Cuento de Finaos


“Toc, toc, toc”, tocaron en la puerta.

Él, entrado en años, interrumpió su cena: unas castañas asadas y un pequeño vaso de vino tinto. Se dirigió hacia la entrada, tiró del fechillo y abrió. En la calle se encontraba un grupo de jóvenes disfrazados de monstruos y machangadas. Él los miró extrañado mientras los peques preguntaron: 

-¿Truco o trato…?

-¿Truco o trato? ¿Qué es eso?, preguntó a la chiquillería que reía, quienes no tardaron en explicarle que se trataba de elegir una opción y regalarles golosinas o alguna moneda.

Aquel abuelo al escucharles no pudo contener la carcajada. "¡Ustedes me están hablando del “Pan por Dios” y de los “Ranchos de ánimas”!, aseveró.  Aquella  muchachada se miró extrañada. ¿Pan por Dios? ¿Qué es eso de ánimas?, preguntaron.

-¿No saben lo que es? ¡Pues se los voy a explicar!, dijo. 
Entonces entró en su casa y sacó a la calle la escudilla con las castañas tostadas y unos cuantos vasos en los que vertió un zumo de uvas (mosto) e invitó a aquellos “fantasmas” a acomodarse, unos sentados en el chaplón de la puerta, otros en la acera y algunos en una piedra colocada estratégicamente al lado de la entrada.

Era una noche tranquila y oscura,  la última de octubre. En aquellas fechas se hablaba de cuentos y leyendas, de miedos, de brujas y difuntos, de misterios y tradiciones…
El aroma de las castañas compartidas, algunos higos pasados  y el sabor del mosto acompañaron la narración del abuelo: “Esta fiesta no es nueva. Antes de que halloween llegara a Canarias, procedente de los países anglosajones, nosotros celebrábamos la Fiesta de los Finados, o Finaos, para honrar a nuestros  difuntos.

Antiguamente era una práctica en la que se reunían familiares, amigos y vecinos a modo de convivencia en una noche peculiar. Se hablaba, se debatía y se comían los frutos de la época: castañas, nueces, manzanas del país (como las reinetas); acompañado todo con anís y ron miel porque ya empezaba a hacer frío. 

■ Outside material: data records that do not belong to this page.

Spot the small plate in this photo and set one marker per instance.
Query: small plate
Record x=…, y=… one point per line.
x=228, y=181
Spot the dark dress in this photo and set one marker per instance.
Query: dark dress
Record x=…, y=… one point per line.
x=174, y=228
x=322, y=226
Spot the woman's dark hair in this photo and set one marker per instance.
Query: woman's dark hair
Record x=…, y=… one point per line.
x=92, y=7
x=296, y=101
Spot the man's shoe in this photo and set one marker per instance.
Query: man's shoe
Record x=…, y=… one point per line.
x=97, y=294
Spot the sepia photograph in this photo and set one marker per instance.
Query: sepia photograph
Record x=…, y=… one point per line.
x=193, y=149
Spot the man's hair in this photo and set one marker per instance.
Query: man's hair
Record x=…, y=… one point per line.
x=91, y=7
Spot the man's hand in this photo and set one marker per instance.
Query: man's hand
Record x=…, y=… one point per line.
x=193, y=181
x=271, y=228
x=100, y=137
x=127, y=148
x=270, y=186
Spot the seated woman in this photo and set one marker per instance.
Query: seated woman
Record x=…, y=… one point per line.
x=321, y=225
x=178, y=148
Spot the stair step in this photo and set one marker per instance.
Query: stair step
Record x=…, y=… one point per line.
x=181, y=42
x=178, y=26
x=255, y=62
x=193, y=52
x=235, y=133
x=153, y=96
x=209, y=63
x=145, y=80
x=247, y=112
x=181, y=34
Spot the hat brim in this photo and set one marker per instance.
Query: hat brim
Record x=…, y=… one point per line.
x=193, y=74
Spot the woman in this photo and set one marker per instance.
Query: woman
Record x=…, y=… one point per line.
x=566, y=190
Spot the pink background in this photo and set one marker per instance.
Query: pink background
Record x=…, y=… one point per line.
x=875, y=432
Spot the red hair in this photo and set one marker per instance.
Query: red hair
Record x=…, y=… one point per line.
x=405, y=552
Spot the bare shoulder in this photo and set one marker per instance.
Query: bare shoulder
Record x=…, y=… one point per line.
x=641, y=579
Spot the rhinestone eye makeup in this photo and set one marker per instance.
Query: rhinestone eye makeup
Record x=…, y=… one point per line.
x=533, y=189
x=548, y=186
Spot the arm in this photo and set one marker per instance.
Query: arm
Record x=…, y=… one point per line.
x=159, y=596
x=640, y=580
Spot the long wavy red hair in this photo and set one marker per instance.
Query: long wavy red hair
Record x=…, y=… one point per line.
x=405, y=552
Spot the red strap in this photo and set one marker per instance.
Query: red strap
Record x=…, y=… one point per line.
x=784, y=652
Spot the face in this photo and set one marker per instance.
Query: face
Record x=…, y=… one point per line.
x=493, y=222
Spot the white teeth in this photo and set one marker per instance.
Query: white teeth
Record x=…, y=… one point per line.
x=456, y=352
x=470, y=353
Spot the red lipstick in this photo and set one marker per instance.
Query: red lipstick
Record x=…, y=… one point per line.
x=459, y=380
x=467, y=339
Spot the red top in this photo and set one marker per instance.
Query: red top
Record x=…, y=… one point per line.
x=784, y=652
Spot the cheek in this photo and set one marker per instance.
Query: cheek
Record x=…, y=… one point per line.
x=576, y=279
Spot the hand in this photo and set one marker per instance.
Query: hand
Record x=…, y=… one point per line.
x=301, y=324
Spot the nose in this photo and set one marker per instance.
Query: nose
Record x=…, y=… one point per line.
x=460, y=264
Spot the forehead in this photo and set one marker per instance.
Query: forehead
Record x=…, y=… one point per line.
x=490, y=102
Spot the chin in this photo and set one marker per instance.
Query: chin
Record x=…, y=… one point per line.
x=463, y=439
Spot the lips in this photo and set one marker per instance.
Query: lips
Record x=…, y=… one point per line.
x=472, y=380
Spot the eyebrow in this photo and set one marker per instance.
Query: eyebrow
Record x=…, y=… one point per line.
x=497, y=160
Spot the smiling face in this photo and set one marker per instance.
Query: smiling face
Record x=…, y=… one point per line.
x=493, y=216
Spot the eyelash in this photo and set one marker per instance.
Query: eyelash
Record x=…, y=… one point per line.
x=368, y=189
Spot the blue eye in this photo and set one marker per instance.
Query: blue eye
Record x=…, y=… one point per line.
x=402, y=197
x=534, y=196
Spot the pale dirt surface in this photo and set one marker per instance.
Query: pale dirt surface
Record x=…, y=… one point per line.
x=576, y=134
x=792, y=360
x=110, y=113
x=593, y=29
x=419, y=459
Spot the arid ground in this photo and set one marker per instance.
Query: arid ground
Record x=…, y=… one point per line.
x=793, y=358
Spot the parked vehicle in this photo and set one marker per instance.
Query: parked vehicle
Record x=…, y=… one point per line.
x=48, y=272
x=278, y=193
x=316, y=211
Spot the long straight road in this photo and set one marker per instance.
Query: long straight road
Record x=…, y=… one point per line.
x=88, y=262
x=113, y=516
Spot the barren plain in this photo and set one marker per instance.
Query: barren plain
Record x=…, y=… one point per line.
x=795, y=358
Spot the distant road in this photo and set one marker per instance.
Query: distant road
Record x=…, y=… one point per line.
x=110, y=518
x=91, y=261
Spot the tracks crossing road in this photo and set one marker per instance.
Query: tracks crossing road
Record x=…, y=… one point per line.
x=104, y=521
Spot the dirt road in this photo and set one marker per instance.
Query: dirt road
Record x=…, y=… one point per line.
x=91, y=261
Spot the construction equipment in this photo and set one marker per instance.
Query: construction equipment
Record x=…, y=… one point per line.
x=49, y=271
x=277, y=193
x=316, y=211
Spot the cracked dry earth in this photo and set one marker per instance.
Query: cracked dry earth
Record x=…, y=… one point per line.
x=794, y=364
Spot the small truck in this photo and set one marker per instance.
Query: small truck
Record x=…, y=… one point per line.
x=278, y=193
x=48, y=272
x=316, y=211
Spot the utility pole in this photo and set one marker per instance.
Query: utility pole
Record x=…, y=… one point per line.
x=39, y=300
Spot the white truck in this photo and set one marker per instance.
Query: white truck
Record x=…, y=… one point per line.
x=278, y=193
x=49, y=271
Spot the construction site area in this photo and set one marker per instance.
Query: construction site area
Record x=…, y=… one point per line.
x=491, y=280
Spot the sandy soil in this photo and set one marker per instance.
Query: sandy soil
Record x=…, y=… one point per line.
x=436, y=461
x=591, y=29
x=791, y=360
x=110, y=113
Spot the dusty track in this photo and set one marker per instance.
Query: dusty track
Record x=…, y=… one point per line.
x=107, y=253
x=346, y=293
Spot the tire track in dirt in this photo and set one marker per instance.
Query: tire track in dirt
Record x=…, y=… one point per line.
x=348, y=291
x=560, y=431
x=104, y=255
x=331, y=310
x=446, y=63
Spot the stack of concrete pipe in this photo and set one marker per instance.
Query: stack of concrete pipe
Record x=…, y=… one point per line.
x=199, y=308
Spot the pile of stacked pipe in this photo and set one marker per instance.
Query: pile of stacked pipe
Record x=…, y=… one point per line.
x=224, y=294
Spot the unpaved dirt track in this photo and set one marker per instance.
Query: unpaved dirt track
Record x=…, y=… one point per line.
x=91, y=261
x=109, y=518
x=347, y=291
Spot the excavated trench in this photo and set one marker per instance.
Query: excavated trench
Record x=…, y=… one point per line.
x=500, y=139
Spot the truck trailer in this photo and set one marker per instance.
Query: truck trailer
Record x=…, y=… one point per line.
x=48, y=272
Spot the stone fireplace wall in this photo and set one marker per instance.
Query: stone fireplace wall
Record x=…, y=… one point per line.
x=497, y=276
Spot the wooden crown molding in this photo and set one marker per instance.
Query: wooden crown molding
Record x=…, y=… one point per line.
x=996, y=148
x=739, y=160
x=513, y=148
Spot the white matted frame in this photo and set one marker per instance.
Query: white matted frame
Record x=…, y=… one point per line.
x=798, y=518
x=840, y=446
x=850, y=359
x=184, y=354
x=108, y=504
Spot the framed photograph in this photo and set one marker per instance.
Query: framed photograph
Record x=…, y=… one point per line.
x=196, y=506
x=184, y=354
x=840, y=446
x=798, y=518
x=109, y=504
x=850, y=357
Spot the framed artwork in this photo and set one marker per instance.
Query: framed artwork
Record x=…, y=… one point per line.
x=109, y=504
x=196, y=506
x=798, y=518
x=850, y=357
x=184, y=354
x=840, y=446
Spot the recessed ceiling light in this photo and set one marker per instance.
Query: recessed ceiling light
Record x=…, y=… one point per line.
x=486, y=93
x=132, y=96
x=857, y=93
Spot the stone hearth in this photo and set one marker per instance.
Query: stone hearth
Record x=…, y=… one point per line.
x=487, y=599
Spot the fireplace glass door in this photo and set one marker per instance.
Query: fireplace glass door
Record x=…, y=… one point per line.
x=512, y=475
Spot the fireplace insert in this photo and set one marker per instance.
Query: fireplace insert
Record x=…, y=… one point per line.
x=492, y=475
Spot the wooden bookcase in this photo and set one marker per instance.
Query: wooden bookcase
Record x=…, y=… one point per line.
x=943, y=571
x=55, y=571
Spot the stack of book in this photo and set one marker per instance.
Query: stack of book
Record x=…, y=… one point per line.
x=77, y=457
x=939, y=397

Recuerdo a mi abuela -en paz descanse-, como ponía en esos días un plato con aceite y en él flotaban unas mariposas. ¡No me miren así, jajaja! No, no eran de esas que vuelan. Era una especie de velas, unos hilos gruesos recubiertos  de cera que se sostenían sobre una pequeña base de aluminio. Eso se ponía en el plato y ardían hasta que se gastaba la mecha. Mi abuela ponía tantas mariposas como difuntos había en la familia y yo me las quedaba mirando, como hipnotizado.

Los años fueron pasando y  esta costumbre se fue convirtiendo en una fiesta en la que  participaba toda la vecindad. Y por la noche, en algunos lugares de las Islas, salían  parrandas que amenizaban la finada.

En los pueblos y en el campo nos conocíamos casi todos y cuando alguien fallecía nos enterábamos. Unos pocos contaban con dinero suficiente para pagar los entierros pero la gran mayoría no, por eso nos ayudábamos unos a otros y participábamos en el velorio y entierro. Entonces, la casa del muerto se transformaba en el centro de actividad social, lo que se convertía también en una oportunidad para reunirse.

La noche de finados tenía lugar en el recogimiento de la nocturnidad, en la intimidad familiar o del vecindario, en la que hacían aparición los "Ranchos de ánimas", unas parrandas formadas generalmente por hombres que cantaban canciones muy monótonas acompañadas de panderos, sonajos y triángulos. Ellos recogían limosna para aquellas personas o familias que no tenían dinero para costear un entierro digno a su difunto, eran los llamados pobres de solemnidad.

Por esas fechas, los hijos de estas familias pobres pedían por las puertas. Ellos no decían eso del "truco y trato" sino que pedían el "Pan por Dios".  Los vecinos de las casas en las que se tocaba daban mandarinas, castañas, frutos secos…, y respondían “que te lo acreciente Dios”. Con estos alimentos  las familias menos pudientes honraban a los invitados en la noche del velatorio del difunto.
Se reunían todos en torno a una mesa o así, como estamos nosotros ahora, y recordaban a aquellos seres queridos que habían llegado a su fin (finaos). Se contaban anécdotas, chistes y todo aquello que fuese menester”.

Los pequeños se levantaron, era tarde y debían volver a casa.

-Señor, nos tenemos que ir.  ¿Nos da el Pan por Dios?, dijeron. 
-Claro que sí, llévense las castañas y los higos, replicó el abuelo, obteniendo por respuesta de los jóvenes: “Que te lo acreciente Dios”.